Dangers of Overpricing Your Home
- The most important activities for marketing your home will occur in the first few weeks. Pricing a home properly and then creating immediate urgency in the minds of agents and buyers is critical.
- Buyers who have seen most available homes in their price range are waiting for the "right house" to come onto the market. They believe they have seen it all, but still hold the hope that they can be swept off their feet. If a house is priced right, it will sell quickly. The buyers are there waiting for it–the seller just needs to find the right price.
- Don't start with a high price and the assumption that you can reduce it later. By the time you decide to lower the price, it may be too late, as interest will have already waned. Houses that stay on the market too long create an uneasy, distrustful feeling in buyers who may feel the house has something wrong with it.
- A major cause for concern is appraisal problems. Overpricing can lead to loan rejections and lost time, which in turn leads to waning customer interest. Make sure the right steps are taken here.
- Even if your home is nicer than other homes in the same area, your house won't be picked for viewing if you set the price too high.
- Buyers and agents become aware of the long exposure period and often are hesitant to make an offer because they fear something is wrong with the property, when in truth the problem is the seller’s home value estimate.
- A high price can attract the wrong buyers. It is common for buyers to be more fickle if they feel the price is too high.

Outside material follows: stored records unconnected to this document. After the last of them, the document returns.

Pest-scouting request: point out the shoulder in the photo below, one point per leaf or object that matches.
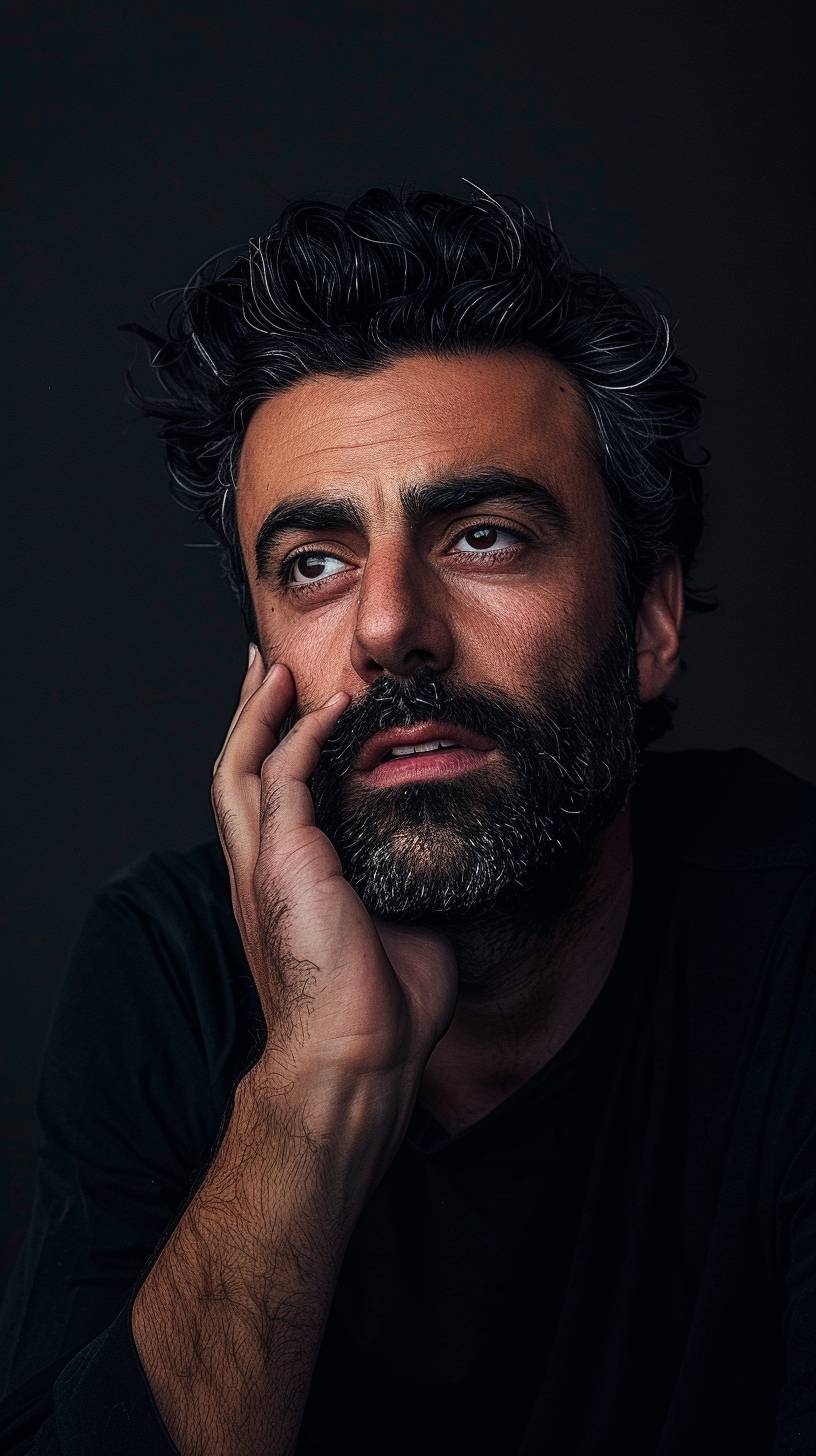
(159, 955)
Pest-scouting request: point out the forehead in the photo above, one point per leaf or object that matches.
(416, 420)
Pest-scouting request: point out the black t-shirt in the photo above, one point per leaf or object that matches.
(621, 1257)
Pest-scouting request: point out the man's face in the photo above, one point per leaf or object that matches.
(433, 537)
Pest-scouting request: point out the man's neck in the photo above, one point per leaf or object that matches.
(525, 990)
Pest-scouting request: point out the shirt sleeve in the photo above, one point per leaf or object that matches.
(128, 1120)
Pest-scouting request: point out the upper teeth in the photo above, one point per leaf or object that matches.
(423, 747)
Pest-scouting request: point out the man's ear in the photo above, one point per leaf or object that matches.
(659, 623)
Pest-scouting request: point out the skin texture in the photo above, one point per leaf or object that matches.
(363, 1015)
(398, 597)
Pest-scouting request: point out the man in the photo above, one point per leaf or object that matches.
(461, 1095)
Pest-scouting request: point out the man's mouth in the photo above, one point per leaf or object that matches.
(427, 750)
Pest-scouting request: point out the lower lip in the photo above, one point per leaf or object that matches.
(443, 763)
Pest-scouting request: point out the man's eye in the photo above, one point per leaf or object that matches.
(312, 567)
(485, 539)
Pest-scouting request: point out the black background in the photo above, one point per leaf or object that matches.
(666, 141)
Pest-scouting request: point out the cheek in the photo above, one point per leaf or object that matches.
(315, 648)
(515, 634)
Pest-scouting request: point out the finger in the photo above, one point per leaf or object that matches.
(236, 786)
(284, 773)
(246, 740)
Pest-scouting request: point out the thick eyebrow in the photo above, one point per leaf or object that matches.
(420, 503)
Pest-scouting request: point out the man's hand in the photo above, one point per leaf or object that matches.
(229, 1319)
(353, 1006)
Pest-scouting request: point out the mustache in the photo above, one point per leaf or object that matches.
(392, 702)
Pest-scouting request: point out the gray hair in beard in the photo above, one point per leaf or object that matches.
(519, 835)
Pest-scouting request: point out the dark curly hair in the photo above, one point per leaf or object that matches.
(334, 290)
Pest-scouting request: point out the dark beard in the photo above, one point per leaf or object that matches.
(519, 835)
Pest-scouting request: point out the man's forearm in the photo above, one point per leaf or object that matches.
(229, 1321)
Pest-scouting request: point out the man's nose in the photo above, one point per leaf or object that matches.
(401, 616)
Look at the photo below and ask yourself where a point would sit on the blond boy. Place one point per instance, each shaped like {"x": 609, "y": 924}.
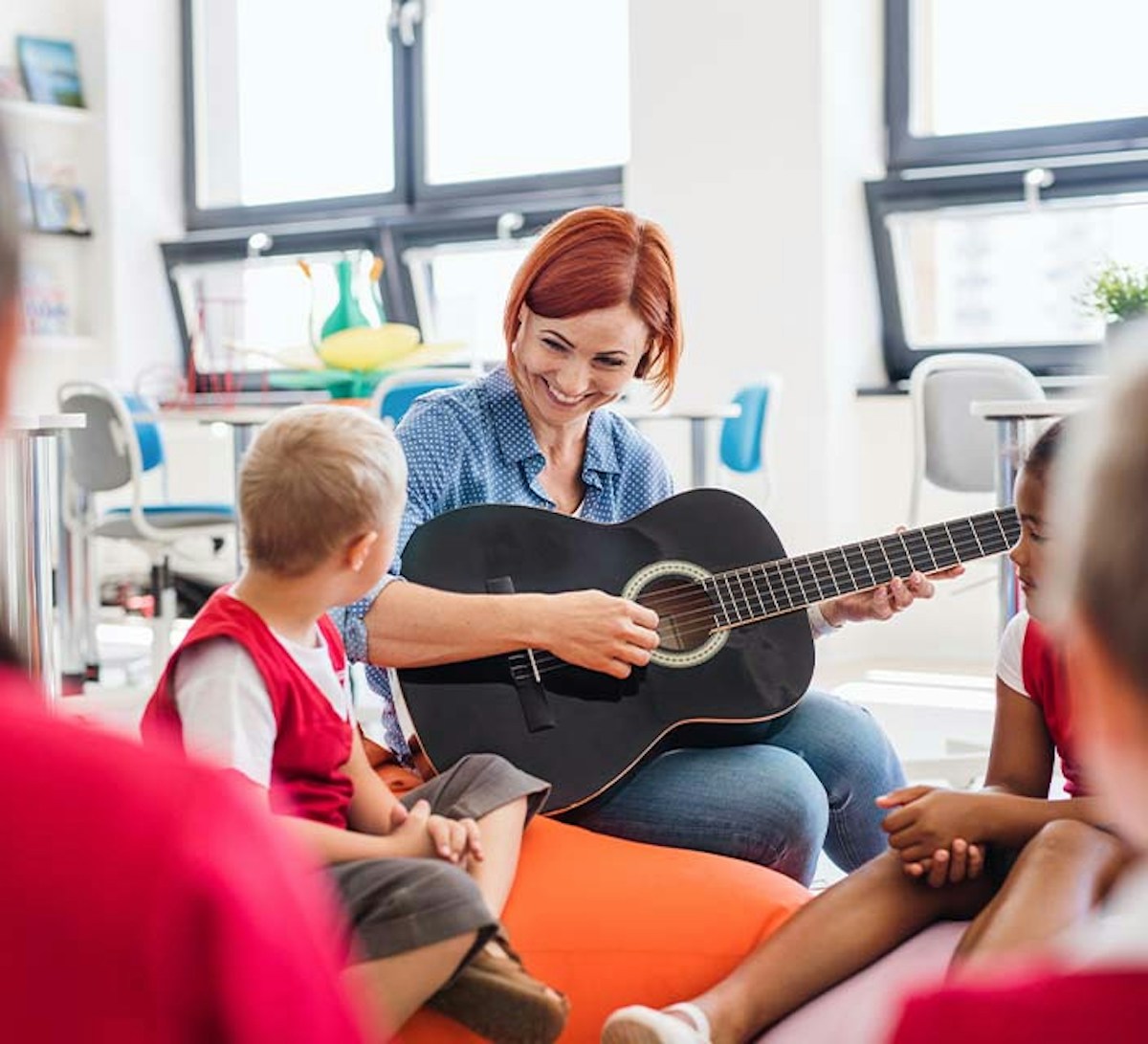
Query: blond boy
{"x": 259, "y": 687}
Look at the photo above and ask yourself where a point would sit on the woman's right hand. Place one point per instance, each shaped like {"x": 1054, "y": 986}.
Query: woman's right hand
{"x": 600, "y": 632}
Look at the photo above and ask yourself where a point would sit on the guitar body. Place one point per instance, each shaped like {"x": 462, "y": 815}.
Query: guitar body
{"x": 589, "y": 729}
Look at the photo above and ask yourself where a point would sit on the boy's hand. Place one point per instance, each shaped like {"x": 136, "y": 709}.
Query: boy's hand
{"x": 883, "y": 602}
{"x": 962, "y": 861}
{"x": 925, "y": 819}
{"x": 600, "y": 632}
{"x": 429, "y": 836}
{"x": 454, "y": 839}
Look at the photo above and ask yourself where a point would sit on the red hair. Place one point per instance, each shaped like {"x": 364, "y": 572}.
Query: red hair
{"x": 601, "y": 257}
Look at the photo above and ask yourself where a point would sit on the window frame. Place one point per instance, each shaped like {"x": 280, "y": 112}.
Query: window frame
{"x": 896, "y": 194}
{"x": 906, "y": 150}
{"x": 412, "y": 198}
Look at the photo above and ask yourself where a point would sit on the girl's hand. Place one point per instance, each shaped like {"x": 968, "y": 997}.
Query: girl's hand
{"x": 925, "y": 819}
{"x": 885, "y": 601}
{"x": 600, "y": 632}
{"x": 950, "y": 866}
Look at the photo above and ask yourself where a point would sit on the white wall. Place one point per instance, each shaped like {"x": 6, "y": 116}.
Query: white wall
{"x": 753, "y": 127}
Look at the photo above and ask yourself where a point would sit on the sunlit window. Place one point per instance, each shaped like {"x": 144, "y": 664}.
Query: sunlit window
{"x": 523, "y": 87}
{"x": 988, "y": 66}
{"x": 460, "y": 291}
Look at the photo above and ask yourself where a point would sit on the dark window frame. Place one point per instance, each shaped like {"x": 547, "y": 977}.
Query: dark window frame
{"x": 907, "y": 150}
{"x": 412, "y": 196}
{"x": 894, "y": 195}
{"x": 414, "y": 213}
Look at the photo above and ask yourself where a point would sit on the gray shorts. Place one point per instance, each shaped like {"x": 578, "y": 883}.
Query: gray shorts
{"x": 397, "y": 905}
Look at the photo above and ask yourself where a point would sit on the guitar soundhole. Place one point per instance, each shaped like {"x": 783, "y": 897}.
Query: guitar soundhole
{"x": 686, "y": 612}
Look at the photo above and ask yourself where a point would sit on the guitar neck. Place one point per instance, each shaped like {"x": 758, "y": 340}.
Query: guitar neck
{"x": 769, "y": 589}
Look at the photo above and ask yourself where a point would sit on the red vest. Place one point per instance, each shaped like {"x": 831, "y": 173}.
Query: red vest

- Fewer potentially qualified buyers will respond.
- You might help sell similar homes that are priced low. You should want to beat the competition, not help it.
- You could lose money as a result of making extra mortgage payments while incurring taxes, insurance and unplanned maintenance costs.
The Role of a Real Estate Agent in Pricing Your Home
A good real estate agent will provide you with a comparative market analysis (CMA), which is a comparison of the prices of recently sold homes that are similar in terms of location, style, and amenities. A CMA is performed by comparing previously sold homes in the area, and currently active homes to know your competition. Even with a quality realtor by your side, it is important to remember the following:
- There is no "exact price" for real estate
- We don't tell you what we think your home is "worth".
- The market determines value…together we determine the price.
- You determine the price based on the factors you control
Financing alternatives provided
Keep in touch with market trends and keep up to date with market activity of comparable homes.
Estimate your net proceeds.
Help to determine offering incentives.
Remember: An agent has zero control over the market, only the marketing plan. Never select an agent based on price. Quality matters above all else.